By Leslie Lindsay
It ain’t easy raising kids (or being green). And just this morning I was reminded why: apparently I hate my daughter. Yep. It’s been coming out lately–the snarkiness and sassy-ness–and this isn’t the first time she she shouted, “You HATE me!” Nope. I have heard it before. She’s only six and so I worry what her teenage years will be like. I think she should have a hormone-ectomy right now before it gets too unbearable.
It hit me hard this morning when she declared my detest for her. Because, really truth-be-told, I really did feel some visceral hatread towards by first-born. So, I cringed and felt a deep plumeting deep down in the pit of my stomach. Yes, I hated the fact that I had to deal with a child with ADHD at 8 in the morning. Yes, I hated that I yelled and wiped the dog slobber off her face a little too forcefully. Yes, I hated the way she looked at me and stalked off to her hiding place (the basement stairs). Yes, I loved the fact that she was going to school today. Yes, I hated the fact that her district is operating on an early dismissal day so teachers can prepare for 1st quarter conferences. And I sort of kind of jate the fact that I don’t feel like spending any special 1:1 time with her. But I know she needs it. I know we both need it.

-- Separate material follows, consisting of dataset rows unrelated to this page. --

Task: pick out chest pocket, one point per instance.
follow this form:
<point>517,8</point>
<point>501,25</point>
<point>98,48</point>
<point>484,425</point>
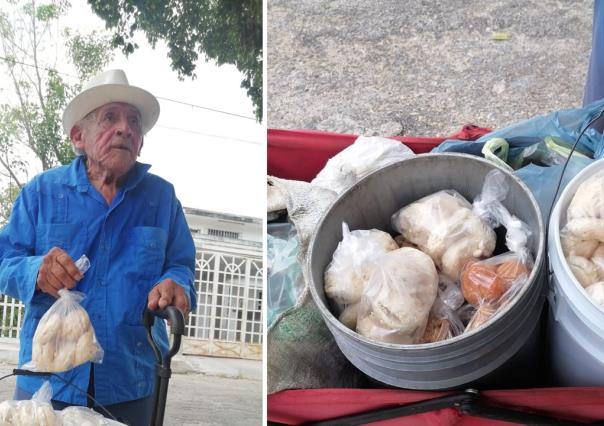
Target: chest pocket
<point>148,246</point>
<point>70,237</point>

You see, my daughter is adorable. She is bright and creative. She is smart. She has a ton of energy. She’s a lot like me. But different. She has ADHD. I don’t really know how this happened. I don’t have ADHD. My husband…well, the jury is still out. But he jokes he has “hypoactive disorder.” So, who knows where the heck this came from?! I sure as heck don’t. Not that I want to take any of those aforementioned qualities away from her, I just want to learn how to deal with them. In fact, it’s rot really any of those qualities that drive me bonkers, it’s the combination of. For example, creativity + energy + intelligence = a very mischevious child. She is clever; crafty like a fox which sometimes gets her into trouble. Mega-trouble. And then we factor in all of those specific-to-ADHD symptoms: impulsivity, quirkiness, lack of follow-thru, distractiability, fidgeting…and then the apraxia characteristics: strange strings of words, sounds, and phrases and sometimes the inability to find the “right” word. It leads to a frustrated and mis-understood child. And an equally frustrated mom.
So, here’s my plan: I won’t hate her. I will find time to hang out with her. (even though I am not so sure I can muster the strength and energy). I already found that the new movie, “Puss in Boots” is playing tomorrow at the same time her little sister is in preschool. I think we’ll go. Maybe some popcorn and the silver screen will make her not hate me. And for me to like the child I love.